Methods in safety pharmacology in focus.

This focused issue of the Journal of Pharmacological and Toxicological Methods is the fifth to highlight Methods in Safety Pharmacology and includes a number of articles from the 7th Annual Safety Pharmacology Society (SPS) meeting that was held in Edinburgh, Scotland, September 19-21, 2007. However, unlike issues of the past, in which content predominantly focused on cardiovascular issues (specifically QT interval prolongation, QT-HR correction methods and validation of non-clinical cardiovascular models) this issue is composed of a number of non-cardiovascular methods papers and review articles. Of particular interest to readers will be articles related to CNS studies, in particular neurobehavioral assessments in non-human primates and the effects of drugs in juvenile and adult rats (an article that may be relevant in light of recent EU/US pediatric legislation). While cardiovascular function may not dominate there are several useful methodological papers including an assessment of cardiovascular sensitivity of drugs in conscious and anesthetized non-human primates, and a mathematical model (fractal analysis) applied to canine heartbeat dynamics.
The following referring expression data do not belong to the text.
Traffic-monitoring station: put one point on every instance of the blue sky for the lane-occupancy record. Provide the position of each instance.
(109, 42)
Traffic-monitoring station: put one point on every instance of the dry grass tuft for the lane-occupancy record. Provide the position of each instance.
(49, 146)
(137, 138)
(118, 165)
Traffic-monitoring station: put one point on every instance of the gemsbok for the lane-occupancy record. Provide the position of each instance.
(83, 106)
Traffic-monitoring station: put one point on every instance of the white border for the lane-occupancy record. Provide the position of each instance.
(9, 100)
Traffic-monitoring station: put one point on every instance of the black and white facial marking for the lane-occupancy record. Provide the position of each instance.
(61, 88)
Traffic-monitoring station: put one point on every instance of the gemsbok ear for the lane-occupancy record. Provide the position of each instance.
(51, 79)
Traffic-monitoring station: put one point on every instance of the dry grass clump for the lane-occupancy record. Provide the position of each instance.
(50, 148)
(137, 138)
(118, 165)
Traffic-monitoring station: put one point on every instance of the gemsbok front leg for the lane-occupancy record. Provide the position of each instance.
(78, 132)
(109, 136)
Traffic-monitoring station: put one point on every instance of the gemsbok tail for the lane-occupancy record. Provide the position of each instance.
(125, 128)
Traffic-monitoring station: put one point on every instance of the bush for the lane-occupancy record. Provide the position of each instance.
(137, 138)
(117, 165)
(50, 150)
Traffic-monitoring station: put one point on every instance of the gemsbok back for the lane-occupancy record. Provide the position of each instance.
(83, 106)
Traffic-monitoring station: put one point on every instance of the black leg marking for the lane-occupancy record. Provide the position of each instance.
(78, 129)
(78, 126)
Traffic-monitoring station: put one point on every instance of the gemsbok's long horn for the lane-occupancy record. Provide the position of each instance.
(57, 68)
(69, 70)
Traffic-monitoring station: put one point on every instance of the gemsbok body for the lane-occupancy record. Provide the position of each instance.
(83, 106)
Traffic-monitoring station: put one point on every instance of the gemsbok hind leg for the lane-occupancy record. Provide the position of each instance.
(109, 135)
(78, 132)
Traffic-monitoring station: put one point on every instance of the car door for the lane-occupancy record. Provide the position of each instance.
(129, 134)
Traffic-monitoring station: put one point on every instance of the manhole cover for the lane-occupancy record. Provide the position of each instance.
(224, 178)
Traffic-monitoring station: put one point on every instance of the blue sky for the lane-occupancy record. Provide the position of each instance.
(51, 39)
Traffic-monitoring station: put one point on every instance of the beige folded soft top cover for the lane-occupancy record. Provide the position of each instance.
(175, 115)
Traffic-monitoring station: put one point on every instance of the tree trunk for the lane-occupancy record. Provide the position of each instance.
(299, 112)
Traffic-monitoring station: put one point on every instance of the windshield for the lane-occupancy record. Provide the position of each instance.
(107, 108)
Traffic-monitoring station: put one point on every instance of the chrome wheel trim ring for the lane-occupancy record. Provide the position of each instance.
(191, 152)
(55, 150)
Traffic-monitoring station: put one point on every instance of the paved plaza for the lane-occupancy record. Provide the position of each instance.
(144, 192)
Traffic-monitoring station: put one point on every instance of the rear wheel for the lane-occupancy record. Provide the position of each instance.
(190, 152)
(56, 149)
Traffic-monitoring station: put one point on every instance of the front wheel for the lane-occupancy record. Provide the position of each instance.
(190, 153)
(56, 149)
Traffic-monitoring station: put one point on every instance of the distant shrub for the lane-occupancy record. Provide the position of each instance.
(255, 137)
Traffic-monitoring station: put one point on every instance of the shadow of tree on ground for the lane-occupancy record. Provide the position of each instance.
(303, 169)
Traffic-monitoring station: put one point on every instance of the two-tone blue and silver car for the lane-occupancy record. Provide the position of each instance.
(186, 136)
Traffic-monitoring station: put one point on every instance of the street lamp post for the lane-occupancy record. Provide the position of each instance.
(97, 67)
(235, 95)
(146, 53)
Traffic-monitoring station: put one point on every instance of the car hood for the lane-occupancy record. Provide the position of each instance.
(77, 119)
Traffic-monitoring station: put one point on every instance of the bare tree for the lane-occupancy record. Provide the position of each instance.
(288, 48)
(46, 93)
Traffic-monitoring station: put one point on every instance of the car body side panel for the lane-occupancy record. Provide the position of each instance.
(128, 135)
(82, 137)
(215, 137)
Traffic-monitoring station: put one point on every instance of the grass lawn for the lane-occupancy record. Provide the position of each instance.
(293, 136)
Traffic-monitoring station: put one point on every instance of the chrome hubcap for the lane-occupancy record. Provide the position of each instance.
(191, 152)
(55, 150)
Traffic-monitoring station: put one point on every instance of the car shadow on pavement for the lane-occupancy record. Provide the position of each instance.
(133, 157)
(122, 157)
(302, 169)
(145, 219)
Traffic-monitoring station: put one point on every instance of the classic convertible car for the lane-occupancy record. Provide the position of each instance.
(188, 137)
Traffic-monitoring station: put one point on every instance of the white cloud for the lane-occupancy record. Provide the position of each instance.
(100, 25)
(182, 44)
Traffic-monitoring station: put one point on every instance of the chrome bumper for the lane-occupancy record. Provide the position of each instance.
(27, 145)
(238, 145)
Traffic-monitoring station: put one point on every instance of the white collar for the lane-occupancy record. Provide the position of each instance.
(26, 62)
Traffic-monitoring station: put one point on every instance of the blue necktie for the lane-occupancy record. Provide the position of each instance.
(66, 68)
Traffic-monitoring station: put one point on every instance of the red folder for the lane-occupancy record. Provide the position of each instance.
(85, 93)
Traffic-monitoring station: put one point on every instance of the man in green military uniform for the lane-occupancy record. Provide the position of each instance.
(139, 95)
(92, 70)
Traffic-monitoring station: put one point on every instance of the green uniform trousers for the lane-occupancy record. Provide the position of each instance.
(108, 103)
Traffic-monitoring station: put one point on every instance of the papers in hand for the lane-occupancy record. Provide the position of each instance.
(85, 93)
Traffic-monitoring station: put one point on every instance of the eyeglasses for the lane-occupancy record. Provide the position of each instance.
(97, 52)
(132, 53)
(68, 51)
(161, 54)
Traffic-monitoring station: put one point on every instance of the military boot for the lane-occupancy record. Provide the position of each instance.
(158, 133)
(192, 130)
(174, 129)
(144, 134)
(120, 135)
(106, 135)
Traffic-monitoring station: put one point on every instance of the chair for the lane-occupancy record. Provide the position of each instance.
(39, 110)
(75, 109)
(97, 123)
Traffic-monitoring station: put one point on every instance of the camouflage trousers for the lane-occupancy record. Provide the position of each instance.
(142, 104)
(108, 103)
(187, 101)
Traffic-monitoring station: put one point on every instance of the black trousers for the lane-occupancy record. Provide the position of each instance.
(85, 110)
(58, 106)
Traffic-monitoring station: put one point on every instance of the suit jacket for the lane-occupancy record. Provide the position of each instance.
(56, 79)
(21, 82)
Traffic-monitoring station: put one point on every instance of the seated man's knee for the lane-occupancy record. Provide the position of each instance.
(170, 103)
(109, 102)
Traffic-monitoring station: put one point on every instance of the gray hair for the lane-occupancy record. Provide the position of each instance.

A first for the journal is a paper by Vargas et al., (2008-this issue) in which members of the SPS formed a working group in order to assess and review safety pharmacology testing of biological therapeutic agents (specifically monoclonal antibodies, mAbs). The group provides recommendations that will likely shape regulatory strategy and discussions in the yet to be fully discussed area of biological safety testing. In the tradition of obtaining a perspective on industry safety pharmacology program practices Lindgren et al., (2008-this issue) provide the results of a recent SPS survey that examines ICH S7A and S7B trends, aspects of early 'frontloading' safety studies, abuse and dependence liability and Contract Research Organization (CRO) tests/assays used in safety assessment of core battery and supplementary organ systems. In keeping with the translation track aspect of the 2007 meeting is an overview of the Distinguished Service Award lecture to Dr. T. Hammond that discusses many aspects of safety pharmacology including its evolution, impact, value and translation of non-clinical findings to humans. Finally, perspectives are presented on the use of the zebrafish as an early safety pharmacology-screening assay.